The experts joined the call at the Montreux Document (MD) and International Code of Conduct (ICoC) Roundtable organized by the AFRILAW foundation in Abuja.

The Montreux Document is an intergovernmental charter that promotes respect for human rights law when private military and security companies are involved in armed conflicts.

The Deputy Ambassador, Swiss Embassy, Lucas Schiffierie said Nigeria can improve its security situation if it domesticates the MD and ICoC documents.

Schiffierie, who was represented by Babatunde Ajala, Senior Political and Economic Officer, Federal Department of Foreign Affairs, noted that MD is currently supported by 57 countries and 3 international organisations.

He said the charter could enhance the national process for strengthening Private Military and Security Companies (PMSCs) in Nigeria.

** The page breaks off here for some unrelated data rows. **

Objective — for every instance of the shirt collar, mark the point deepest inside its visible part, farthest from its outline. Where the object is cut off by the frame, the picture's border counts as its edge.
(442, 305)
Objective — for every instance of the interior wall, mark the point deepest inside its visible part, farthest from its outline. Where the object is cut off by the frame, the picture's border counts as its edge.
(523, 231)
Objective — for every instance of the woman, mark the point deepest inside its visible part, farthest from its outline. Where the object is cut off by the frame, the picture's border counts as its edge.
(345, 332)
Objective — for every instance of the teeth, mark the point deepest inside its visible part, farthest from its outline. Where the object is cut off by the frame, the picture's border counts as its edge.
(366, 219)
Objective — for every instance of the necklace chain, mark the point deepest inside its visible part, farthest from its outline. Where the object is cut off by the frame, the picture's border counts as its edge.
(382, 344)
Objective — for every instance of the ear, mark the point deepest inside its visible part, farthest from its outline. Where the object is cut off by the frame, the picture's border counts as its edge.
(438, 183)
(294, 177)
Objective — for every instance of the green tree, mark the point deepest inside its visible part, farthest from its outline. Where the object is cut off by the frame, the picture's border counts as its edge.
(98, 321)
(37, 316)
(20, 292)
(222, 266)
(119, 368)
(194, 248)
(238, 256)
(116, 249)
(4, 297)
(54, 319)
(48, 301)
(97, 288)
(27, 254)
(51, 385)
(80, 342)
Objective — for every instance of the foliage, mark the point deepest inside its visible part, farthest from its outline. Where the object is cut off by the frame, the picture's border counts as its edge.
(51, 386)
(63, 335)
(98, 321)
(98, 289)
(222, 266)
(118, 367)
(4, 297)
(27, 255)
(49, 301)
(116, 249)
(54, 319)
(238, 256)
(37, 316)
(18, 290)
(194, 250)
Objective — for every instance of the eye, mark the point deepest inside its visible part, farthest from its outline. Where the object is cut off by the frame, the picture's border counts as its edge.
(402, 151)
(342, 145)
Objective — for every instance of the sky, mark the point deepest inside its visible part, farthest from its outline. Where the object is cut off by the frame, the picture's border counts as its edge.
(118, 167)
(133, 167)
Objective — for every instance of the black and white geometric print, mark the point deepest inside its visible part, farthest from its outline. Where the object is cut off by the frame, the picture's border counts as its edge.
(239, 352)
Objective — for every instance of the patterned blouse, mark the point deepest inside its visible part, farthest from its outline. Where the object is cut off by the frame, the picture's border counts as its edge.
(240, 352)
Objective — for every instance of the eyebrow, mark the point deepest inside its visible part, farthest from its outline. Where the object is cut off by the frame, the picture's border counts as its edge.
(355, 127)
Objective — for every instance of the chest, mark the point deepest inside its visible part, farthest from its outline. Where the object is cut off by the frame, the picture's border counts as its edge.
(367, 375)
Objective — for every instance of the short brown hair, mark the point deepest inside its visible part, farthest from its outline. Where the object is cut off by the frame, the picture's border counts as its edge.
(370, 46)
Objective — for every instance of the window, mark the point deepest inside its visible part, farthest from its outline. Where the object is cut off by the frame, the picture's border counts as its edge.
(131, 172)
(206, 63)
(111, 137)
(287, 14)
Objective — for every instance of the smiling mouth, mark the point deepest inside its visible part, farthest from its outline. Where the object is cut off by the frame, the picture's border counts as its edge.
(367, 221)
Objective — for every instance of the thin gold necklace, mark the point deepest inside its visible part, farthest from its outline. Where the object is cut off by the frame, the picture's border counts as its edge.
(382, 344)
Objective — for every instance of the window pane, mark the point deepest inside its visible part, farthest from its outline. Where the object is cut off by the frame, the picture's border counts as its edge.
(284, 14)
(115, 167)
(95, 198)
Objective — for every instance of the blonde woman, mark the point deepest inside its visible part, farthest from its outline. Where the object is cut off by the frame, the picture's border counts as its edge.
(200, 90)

Bernt-Michael Gelpke, first secretary, German Embassy, urged Nigeria to be open to dialogue on the Montreux Document.

Gelpke stressed that it was logical to think about how to improve governance of private security, given the importance of the role it is playing in many countries.

“Improved governance will lead to improved efficiency and effectiveness of the security sector as a whole, this is something we should all strive for.

“Private security is playing an important part of the overall complex security situation and it’s important to work on improving governance of the very complex security situation Nigeria is being faced”, he said.

AFRILAW CEO, Chinwike Okereke, revealed that 1,500 private security outfits in the country have more than 500,000 personnel.

Okereke insisted that the precarious situation had overburdened security agencies and advised the government to incorporate private firms.

“Nigerians have an increasing number of violent crimes. We all know that public security actors have been overwhelmed and that has brought to the fore the importance of including private actors to provide security”, he said.

Chris Adigwu, National Secretary, Association of Licensed Private Security Practitioners of Nigeria (ALPSN), reiterated that repositioning the firms will help manage the alarming situation.

Commandant General, Nigeria Security and Civil Defence Corps (NSCDC) Abdullahi Muhammadu, represented by DCC Tijani Usman, advocated for more support for private security companies.